EDITORIAL

Allan D Sutherland

THE SIMILIMUM CASE TAKING

EDITORS NOTE: This was previously published in the Bulletin of the Ohio.

State Homoeopathic Medical Society.

 

It is freely conceded by homoeopathic physicians that the only remedy for the given case is the similimum which, to be more explicit, is that remedy whose pathogenetic symptoms are most similar to the symptoms presented by the patient. However, in order to arrive at the similimum one needs to follow a definite procedure.

The orthodox pattern of history-taking runs from the “chief complaint” through the history of the present illness and includes the “family history” and the past history and habits of the patient. Then follows a record of the physical findings and whatever laboratory procedures are desirable or pertinent. The result is to systematize our knowledge of the patient with a view to forming a diagnosis. This method is ideal for the purpose, and, since diagnosis is the prerequisite to therapeutics, leads to the institution of a rational therapy.

But the homoeopathic prescription is not based upon diagnosis and we often find that the usual method of history- taking gives us insufficient knowledge of the facts which should point to the similimum. We are convinced that those who find homoeopathy but an uncertain aid in the relief of sickness lack knowledge of the proper manner of homoeopathic case-taking.

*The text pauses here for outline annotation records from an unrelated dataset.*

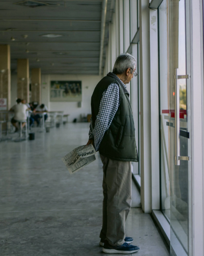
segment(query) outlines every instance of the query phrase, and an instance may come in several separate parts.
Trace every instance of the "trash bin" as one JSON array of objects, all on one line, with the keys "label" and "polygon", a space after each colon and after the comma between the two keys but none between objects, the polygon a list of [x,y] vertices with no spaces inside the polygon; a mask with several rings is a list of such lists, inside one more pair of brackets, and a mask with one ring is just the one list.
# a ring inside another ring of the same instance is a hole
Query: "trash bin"
[{"label": "trash bin", "polygon": [[46,132],[50,132],[50,127],[46,127]]},{"label": "trash bin", "polygon": [[34,132],[30,132],[29,133],[29,140],[33,141],[35,139],[35,133]]}]

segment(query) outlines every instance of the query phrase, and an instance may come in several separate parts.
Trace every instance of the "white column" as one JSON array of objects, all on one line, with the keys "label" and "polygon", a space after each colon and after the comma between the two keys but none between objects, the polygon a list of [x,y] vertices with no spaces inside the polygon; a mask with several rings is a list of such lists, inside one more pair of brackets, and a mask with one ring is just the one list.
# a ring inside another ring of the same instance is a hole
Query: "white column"
[{"label": "white column", "polygon": [[[203,147],[202,120],[201,18],[200,0],[191,0],[191,82],[192,166],[192,223],[193,256],[204,255]],[[201,5],[202,6],[202,5]],[[203,57],[203,56],[202,56]]]},{"label": "white column", "polygon": [[149,0],[140,0],[140,85],[141,131],[141,202],[152,211],[151,89]]}]

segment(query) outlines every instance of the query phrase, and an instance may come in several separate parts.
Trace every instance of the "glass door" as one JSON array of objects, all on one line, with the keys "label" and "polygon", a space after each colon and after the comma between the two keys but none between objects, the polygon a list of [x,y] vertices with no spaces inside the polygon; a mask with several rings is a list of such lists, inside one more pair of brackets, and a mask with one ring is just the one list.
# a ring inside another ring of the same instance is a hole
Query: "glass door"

The first essential to successful case-taking is to be a good listener. Let the patient tell his symptoms in his own way and in his own words and in his own time. The information obtained spontaneously is frequently of supreme importance.

The second essential is the written word. Put down everything relevant which the patient relates. Unfortunately, many patients are extremely loquacious (a symptom in itself) and will stray away from the story of their illness. So one must keep out of the record anything not pertinent.

Intelligent questioning is the third important factor in homoeopathic case-taking. This procedure should be reserved for when the patient has “run down.” Questions should be worded so as to require a definite and specific answer. Furthermore, no question should suggest the answer. By the time the physician has reached this point in taking the case, he has already thought of a possible remedy, but let him be warned not to form questions so that the answers will confirm this remedy.

When further questioning will bring out no additional useful information, then go into the fourth part of the procedure. This can be dismissed without further discussion by saying that it is the intelligent use of the senses of sight, hearing, smell and feeling. The information thus obtained should be made a part of the record.

The physician has now ascertained every outward and visible sign which defines his patients illness and is ready to use these facts in an intelligent search for the similimum. This will be made easier if he will sort his information according to a definite schema, such as Von Boenninghausens:.

1.Sensations and complaints.

2. Location of sensations and complaints.

3. Aggravations and ameliorations.

a. According to time.

b. According to circumstances.

4. Concomitants.

We would suggest this method of case-taking to all those who would improve their homoeopathic technique. It has stood the test of time, and clinical experience has demonstrated its value.- ALLAN D., SUTHERLAND, M.D.